/s3-to-es

AWS Lambdas to forward ALB/CloudFront/etc logs to Elasticsearch Service

Primary LanguagePython

S3 to ES

Build Status

A Serverless Framework application to help ingest the following S3 logs into Elasticsearch Service:

  • ALB access logs
  • CloudFront access logs
  • CloudTrail logs

It's easy to add other formats as well.

S3 Bucket ---(object creation notifications)---> Lambda ---(HTTPS POST)---> Elasticsearch Service

This repository implements the Lambda functions in the above diagram. You have to supply your own:

  • S3 Buckets
    • S3 event mappings
  • Elasticsearch Service domain
    • (Using a non-AWS ES cluster will work, but you'll have to modify the Lambda's authentication process.)

Usage

  1. Clone this repository
  2. npm install
  3. Create serverless-variables.yml
  4. Deploy the stack: npx serverless deploy --region us-west-2
    1. If you get strange Python dependency errors, run this command from within the Pipenv's virtualenv (eg pipenv shell).
  5. Add event triggers for your S3 buckets to trigger the correct Lambda function. The function ARNs are available in SSM Parameter Store under the /s3-to-es/handlers/ prefix.

Development

General logic is:

  1. Get a line iterator of the source file
  2. Convert every line into an ES document (Python dict) with a source-type-specific transform function
  3. Upload the ES documents in batches to the ES cluster

The lambda handler lives in handler.py and figures out the log type it supports at startup. The transformation function is from alb.py/cloudfront.py/etc, and the heavy lifting is performed by all the code in common.py.

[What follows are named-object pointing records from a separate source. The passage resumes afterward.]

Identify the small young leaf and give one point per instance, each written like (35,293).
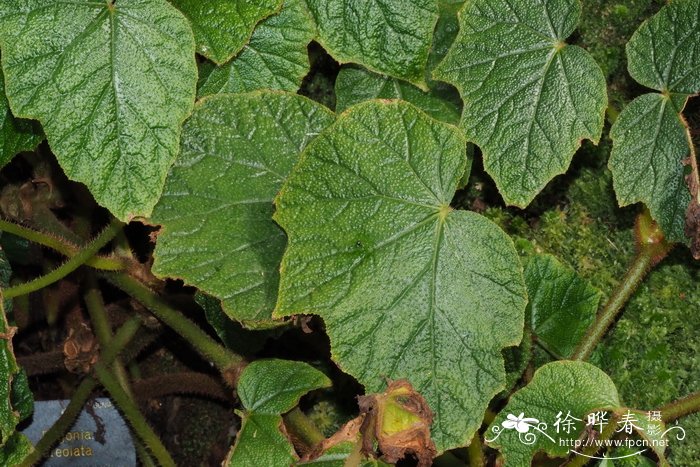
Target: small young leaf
(216,209)
(391,37)
(649,145)
(561,305)
(268,388)
(558,388)
(530,99)
(275,386)
(15,135)
(651,141)
(111,84)
(430,294)
(261,443)
(275,58)
(222,27)
(355,84)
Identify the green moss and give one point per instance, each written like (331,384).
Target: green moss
(606,26)
(652,352)
(328,416)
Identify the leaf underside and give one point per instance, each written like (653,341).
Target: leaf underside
(530,99)
(217,204)
(429,294)
(111,86)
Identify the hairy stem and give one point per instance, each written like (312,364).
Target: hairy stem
(61,245)
(136,420)
(221,357)
(103,328)
(181,383)
(69,266)
(681,407)
(648,255)
(81,395)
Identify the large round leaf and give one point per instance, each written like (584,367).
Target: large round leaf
(111,84)
(651,140)
(529,98)
(407,287)
(216,209)
(222,27)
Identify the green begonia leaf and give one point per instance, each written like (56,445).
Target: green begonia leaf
(15,135)
(275,58)
(111,85)
(261,443)
(649,145)
(428,294)
(15,450)
(391,37)
(561,305)
(268,388)
(445,32)
(222,27)
(216,209)
(355,84)
(275,386)
(233,335)
(650,137)
(530,99)
(557,390)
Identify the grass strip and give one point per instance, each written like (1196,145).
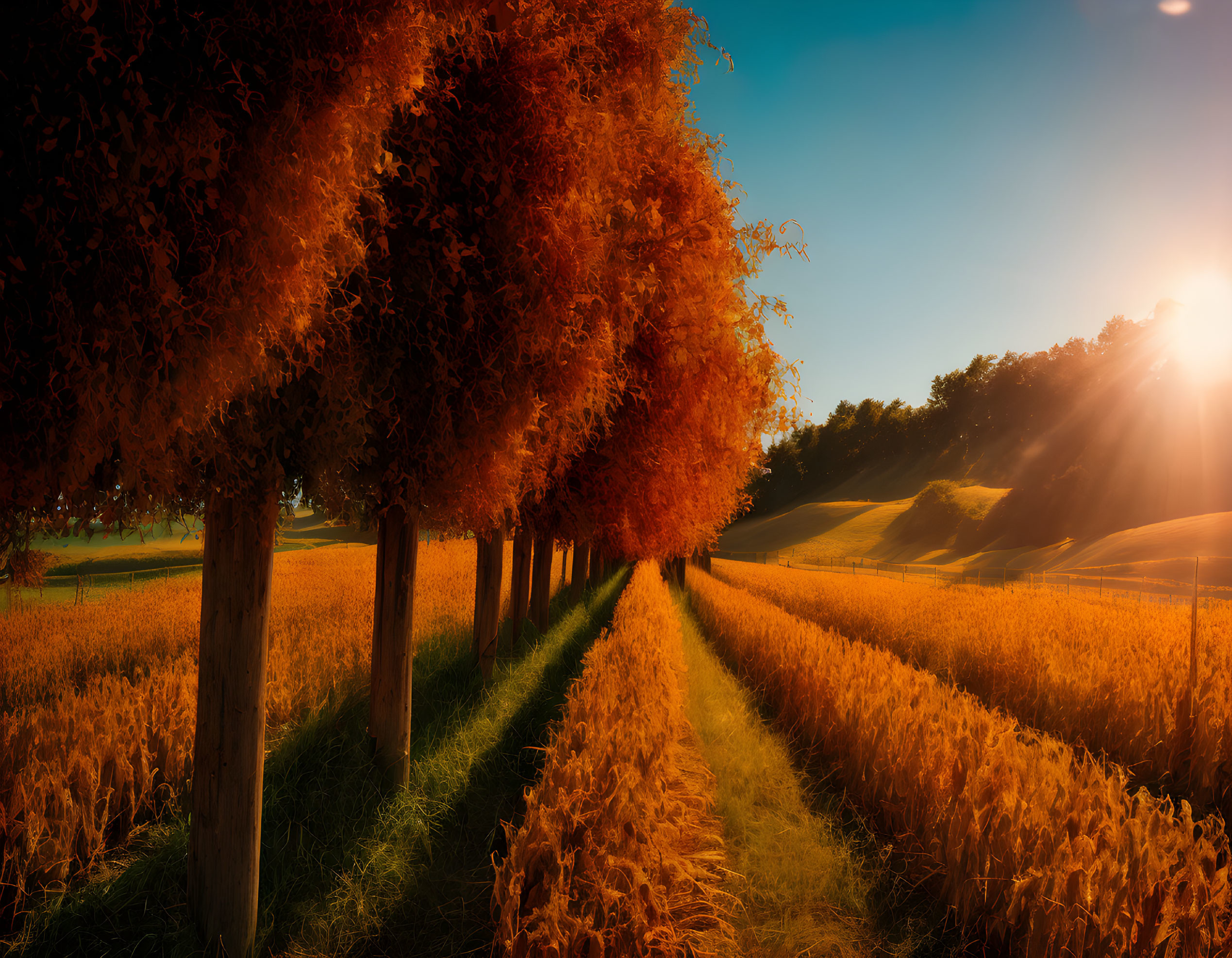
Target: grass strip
(348,867)
(802,882)
(1039,846)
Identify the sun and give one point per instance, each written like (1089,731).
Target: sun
(1201,328)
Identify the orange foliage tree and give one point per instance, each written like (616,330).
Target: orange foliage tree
(488,334)
(180,202)
(701,381)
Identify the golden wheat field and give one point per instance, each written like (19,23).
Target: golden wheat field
(1039,844)
(620,853)
(101,697)
(1108,673)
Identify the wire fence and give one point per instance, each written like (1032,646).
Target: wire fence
(81,587)
(1135,588)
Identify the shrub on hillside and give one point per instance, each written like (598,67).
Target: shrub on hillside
(934,515)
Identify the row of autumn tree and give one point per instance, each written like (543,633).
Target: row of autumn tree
(418,262)
(1093,436)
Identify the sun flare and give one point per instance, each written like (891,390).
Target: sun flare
(1201,328)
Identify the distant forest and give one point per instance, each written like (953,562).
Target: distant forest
(1093,436)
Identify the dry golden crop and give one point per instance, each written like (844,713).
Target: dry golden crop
(619,853)
(1039,844)
(101,697)
(1109,673)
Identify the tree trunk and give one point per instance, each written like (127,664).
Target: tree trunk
(597,567)
(521,585)
(392,649)
(581,553)
(489,560)
(228,755)
(541,590)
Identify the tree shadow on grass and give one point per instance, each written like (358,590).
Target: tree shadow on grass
(349,866)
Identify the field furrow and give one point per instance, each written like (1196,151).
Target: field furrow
(620,853)
(1109,674)
(1040,845)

Adding support for a new log format

  1. Write two Python functions:
    1. See cloudfront.py for examples.
    2. A function that checks the S3 object name and returns True if if should be processed.
      1. Prevent processing random files, log delivery tests, digests, etc.
    3. A function that transforms the log file into ES documents one line at a time.
      1. Fields _index, _type are required.
      2. Use the Elastic Common Schema to detemine appropriate field names.
    4. Add tests for the above in tests/
  2. Import these functions into handler.py and add a mapping based on LOG_TYPE environment variable.
  3. Add the following to serverless.yml:
    1. New entry under functions
    2. New AWS::Lambda::Permission resource. Use AlbHandlerFunctionPolicy as a template.
    3. New AWS::SSM::Parameter resource. Use AlbHandlerParameter as a template.
  4. Deploy and test your code.